The Media Edge Dept.

An editorial board meeting
at The Washington Post.
by Jennifer Burnett.

Jennifer Burnett, training director of the Pennsylvania Coalition of Citizens with Disabilities, volunteers as part of ADAPT's national media team.


Which one of you is the indefatigable Mrs. Kemp?" asked Stephen Rosenfeld, Senior Editor of The Washington Post.

It hadn't been easy getting into the editorial conference room of this imposing newspaper. Janine Bertram Kemp had written and made dozens of calls to get us here.

Now that we were seated at the table watching the Post editors in their three-piece suits find their places across from us, I began to wonder: Why had ADAPT set up this meeting, anyway?

The catalyst was the successful May 12th rally in support of the ADA integration mandate, which had been spearheaded by ADAPT. The crowd had been estimated by the U. S. Park Service at 4,000. People with disabilities from across the nation had gathered at the U.S. Capitol's Upper Senate Park to demonstrate their desire for integration. Following the rally, thousands marched several blocks to the Supreme Court to send a message that the Olmstead v. L.C. & E.W. case before them was vital to people with disabilities.

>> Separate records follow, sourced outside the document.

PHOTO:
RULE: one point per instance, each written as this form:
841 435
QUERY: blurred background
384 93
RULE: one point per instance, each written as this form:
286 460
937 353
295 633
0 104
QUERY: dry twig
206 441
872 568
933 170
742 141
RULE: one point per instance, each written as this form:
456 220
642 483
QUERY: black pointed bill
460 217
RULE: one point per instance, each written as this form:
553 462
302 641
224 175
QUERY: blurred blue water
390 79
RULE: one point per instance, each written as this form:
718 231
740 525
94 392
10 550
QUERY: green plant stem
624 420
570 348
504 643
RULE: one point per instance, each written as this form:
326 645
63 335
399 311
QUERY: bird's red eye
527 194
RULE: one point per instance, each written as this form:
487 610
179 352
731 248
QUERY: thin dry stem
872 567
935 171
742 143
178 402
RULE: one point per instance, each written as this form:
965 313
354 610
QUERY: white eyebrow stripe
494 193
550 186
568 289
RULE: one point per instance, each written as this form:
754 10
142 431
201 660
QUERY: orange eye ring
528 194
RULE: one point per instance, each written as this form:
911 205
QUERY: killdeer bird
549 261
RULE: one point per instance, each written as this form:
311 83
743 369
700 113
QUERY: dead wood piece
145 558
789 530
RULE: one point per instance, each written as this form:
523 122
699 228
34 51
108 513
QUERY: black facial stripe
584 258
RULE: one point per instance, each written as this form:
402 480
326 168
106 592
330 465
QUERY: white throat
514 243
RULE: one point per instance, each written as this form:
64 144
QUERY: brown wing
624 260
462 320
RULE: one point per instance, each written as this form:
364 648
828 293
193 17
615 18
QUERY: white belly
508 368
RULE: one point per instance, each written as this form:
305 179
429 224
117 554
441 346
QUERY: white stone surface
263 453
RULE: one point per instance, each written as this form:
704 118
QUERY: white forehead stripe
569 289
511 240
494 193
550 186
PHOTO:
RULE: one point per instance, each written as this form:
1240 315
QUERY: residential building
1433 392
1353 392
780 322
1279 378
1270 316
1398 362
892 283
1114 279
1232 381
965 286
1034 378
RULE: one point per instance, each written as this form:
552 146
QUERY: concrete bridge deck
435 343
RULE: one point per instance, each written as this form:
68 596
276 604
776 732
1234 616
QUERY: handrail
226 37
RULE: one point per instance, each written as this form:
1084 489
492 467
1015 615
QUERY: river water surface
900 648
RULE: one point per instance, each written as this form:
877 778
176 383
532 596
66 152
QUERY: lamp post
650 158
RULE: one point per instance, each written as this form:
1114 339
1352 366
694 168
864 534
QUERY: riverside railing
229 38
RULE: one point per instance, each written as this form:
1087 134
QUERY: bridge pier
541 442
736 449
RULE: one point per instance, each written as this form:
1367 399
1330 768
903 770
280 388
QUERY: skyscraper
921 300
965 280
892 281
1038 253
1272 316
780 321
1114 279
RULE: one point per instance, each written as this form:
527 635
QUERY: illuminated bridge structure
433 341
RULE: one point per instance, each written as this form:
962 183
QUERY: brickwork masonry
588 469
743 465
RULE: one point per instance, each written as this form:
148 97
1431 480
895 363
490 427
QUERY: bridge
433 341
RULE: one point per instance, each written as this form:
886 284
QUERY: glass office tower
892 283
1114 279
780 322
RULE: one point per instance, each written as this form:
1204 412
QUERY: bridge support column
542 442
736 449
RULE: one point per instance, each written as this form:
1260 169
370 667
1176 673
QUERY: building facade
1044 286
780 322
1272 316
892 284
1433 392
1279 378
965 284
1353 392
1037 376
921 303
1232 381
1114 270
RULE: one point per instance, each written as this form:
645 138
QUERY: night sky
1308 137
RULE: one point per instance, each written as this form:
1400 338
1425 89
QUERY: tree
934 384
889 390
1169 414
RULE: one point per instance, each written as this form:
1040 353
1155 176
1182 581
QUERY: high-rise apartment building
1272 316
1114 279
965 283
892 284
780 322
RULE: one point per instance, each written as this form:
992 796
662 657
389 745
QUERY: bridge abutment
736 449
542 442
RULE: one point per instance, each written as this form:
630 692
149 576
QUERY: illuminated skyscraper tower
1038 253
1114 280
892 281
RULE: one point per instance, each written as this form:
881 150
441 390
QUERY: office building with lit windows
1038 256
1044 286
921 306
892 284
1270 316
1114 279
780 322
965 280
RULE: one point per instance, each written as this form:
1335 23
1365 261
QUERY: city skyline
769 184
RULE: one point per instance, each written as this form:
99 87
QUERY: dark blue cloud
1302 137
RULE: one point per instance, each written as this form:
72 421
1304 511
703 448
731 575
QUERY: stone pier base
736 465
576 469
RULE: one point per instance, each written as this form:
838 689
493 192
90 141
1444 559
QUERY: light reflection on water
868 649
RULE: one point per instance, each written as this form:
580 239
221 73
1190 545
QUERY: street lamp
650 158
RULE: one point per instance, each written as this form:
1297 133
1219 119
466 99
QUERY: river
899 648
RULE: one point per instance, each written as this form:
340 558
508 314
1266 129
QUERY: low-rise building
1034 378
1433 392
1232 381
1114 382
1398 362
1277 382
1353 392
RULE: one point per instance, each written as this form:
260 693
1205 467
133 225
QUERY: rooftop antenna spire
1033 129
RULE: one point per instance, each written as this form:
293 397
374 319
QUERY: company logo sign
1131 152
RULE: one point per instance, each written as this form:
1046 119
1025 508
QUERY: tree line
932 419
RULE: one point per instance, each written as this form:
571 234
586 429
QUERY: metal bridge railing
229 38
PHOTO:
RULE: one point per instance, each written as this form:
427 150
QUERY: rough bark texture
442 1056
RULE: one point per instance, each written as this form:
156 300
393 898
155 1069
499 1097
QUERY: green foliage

Despite many calls to The Post that morning from ADAPT's media team, Washington's newspaper of record didn't show. Neither did the New York Times, or any of the national media to whom we pitched the story.

It's true that ADAPT does not have a professional publicist. There's no PR firm flipping through a rolodex, calling their private media contacts, saying "You can't afford to miss this."

We who call ourselves "ADAPT's media team" are simply hard workers, pitching our story. That story, first and foremost, is "Real Choice." Our pitch comes from deep down inside us. There's no fluff to this story.

We realize they want the story in a nutshell. But just how does one package "the institutional bias"? Reporters want to know "where" and "when." We gave out the information as to "where" and "when" the rally would be, weeks before the event, and the morning of the rally as well. That day there were five of us calling the media, pitching the story.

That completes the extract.